The risks of surgery on the ascending aorta and aortic valve depend on the patient’s comorbidities, the type of surgery, and the experience of the surgical center and surgeon. In patients without additional risk factors, mortality in skilled hands is <1%, whereas emergency surgery in the setting of acute dissection carries a mortality of approximately 25% [7].
The indication and type of reintervention in patients with re-aortic isthmic stenosis should be determined at experienced centers. In cases of re-aortic stenosis, interventional treatment by stenting is preferred because of the higher risk of re-operation. However, the individual anatomy of the patient must be evaluated and the intervention planned accordingly (e.g., in cases of additional aortic arch hypoplasia or stenoses in the area of the outlets of supraaortic vessels).
Take-Home Messages
- A bicuspid aortic valve (BAK) is a common malformation of the heart and affects approximately 1-2% of the population. In addition to premature dysfunction of the bicuspid aortic valve, dilatation of the aortic root or ascending aorta often occurs.
- The most common associated vitium is aortic isthmic stenosis.
- Echocardiographic examination of first-degree family members is recommended.
- Patients with BAC are at increased risk for endocarditis and require appropriate behavioral instruction.
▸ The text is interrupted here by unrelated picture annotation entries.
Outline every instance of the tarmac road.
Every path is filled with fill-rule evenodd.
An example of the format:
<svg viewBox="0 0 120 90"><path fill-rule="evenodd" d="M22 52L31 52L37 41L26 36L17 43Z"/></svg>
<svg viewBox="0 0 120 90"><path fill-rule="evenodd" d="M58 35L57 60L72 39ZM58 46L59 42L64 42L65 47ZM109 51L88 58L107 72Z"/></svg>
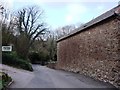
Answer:
<svg viewBox="0 0 120 90"><path fill-rule="evenodd" d="M108 83L84 75L54 70L40 65L33 65L33 72L6 65L3 65L2 68L14 80L10 88L113 88Z"/></svg>

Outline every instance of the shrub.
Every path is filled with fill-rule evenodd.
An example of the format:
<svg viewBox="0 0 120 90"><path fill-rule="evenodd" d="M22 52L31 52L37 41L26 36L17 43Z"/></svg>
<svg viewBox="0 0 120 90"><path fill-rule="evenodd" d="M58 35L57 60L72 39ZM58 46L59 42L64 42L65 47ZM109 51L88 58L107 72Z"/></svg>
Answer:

- Cardiac follow-up examinations for timely indication of valve and/or aortic replacement reduce the risk of serious complications (aortic dissection, irreversible cardiac dysfunction).
Literature:
- Verma S, et al: Aortic dilatation in patients with bicuspid aortic valve. N Engl J Med 2014; 370(20): 1920-1929.
- Michelena HI, et al: Incidence of Infective Endocarditis in Patients With Bicuspid Aortic Valves in the Community. Mayo Clin Proc 2016; 91(1): 122-123.
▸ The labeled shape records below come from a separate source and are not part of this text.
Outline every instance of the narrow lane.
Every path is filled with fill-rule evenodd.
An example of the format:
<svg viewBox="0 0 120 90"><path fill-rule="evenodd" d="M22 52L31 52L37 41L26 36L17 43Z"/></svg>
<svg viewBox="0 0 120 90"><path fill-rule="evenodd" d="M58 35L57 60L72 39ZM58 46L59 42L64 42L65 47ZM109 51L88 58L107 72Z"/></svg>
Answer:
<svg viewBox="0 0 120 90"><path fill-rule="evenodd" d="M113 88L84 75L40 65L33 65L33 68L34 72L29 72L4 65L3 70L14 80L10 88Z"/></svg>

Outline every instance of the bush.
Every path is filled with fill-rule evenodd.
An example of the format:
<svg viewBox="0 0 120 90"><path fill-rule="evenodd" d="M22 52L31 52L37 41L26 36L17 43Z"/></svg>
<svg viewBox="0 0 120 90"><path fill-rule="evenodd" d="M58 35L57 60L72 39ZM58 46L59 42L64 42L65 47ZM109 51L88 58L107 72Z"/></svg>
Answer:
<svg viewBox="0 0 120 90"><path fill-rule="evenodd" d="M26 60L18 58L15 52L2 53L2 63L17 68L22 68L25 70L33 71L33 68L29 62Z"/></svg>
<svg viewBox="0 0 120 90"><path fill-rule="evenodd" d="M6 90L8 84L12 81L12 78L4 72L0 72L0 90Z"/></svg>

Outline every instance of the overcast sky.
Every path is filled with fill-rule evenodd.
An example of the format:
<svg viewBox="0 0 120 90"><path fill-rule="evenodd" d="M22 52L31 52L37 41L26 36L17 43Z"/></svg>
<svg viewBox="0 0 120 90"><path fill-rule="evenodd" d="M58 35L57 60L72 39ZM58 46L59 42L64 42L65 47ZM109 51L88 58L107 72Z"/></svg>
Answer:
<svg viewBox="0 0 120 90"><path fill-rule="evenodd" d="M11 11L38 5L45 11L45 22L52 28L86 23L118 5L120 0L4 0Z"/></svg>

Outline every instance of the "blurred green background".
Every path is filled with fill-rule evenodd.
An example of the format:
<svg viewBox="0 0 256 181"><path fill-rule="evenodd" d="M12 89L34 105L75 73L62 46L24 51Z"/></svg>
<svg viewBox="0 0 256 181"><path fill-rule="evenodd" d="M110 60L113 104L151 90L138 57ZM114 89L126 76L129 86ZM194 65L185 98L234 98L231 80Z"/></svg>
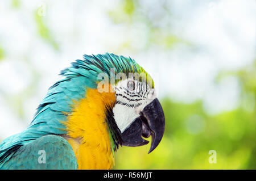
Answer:
<svg viewBox="0 0 256 181"><path fill-rule="evenodd" d="M156 77L166 116L159 146L121 148L114 169L256 169L255 10L255 1L1 1L0 140L28 126L71 61L109 52Z"/></svg>

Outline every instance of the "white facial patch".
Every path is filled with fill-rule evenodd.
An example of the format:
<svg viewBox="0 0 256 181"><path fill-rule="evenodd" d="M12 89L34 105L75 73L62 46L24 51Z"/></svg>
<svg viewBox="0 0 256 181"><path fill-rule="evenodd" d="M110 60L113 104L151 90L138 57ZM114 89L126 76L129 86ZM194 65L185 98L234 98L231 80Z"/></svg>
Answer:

- Braverman AC, et al: The bicuspid aortic valve. Curr Probl Cardiol 2005; 30(9): 470-522.
- Dijkema EJ, et al: Diagnosis, imaging and clinical management of aortic coarctation. Heart 2017; 103(15): 1148-1155.
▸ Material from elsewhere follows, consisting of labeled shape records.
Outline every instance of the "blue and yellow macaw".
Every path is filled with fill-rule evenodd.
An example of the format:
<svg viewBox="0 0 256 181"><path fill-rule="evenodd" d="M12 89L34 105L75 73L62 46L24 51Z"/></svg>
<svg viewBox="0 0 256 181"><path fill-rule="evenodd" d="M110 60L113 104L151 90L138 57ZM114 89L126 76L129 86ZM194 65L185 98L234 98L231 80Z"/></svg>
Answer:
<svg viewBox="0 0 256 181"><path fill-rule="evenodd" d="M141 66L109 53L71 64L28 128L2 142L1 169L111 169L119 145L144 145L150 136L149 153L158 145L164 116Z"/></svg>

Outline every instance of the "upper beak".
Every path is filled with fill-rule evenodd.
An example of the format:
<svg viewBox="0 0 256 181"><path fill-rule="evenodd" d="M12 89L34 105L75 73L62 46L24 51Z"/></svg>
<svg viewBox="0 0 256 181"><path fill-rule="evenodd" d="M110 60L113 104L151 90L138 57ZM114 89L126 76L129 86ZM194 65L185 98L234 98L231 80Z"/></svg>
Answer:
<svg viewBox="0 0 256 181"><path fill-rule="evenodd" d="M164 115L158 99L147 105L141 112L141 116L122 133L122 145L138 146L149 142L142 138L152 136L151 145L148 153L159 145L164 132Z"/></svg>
- Kwon MH, et al: Bicuspid Aortic Valvulopathy and Associated Aortopathy: a Review of Contemporary Studies Relevant to Clinical Decision-Making. Curr Treat Options Cardiovasc Med 2017; 19(9): 68.
- Debiec R, et al: Genetic Insights Into Bicuspid Aortic Valve Disease. Cardiol Rev 2017; 25(4): 158-164.
- Evangelista A, et al: Insights From the International Registry of Acute Aortic Dissection: A 20-Year Experience of Collaborative Clinical Research. Circulation 2018; 137(17): 1846-1860.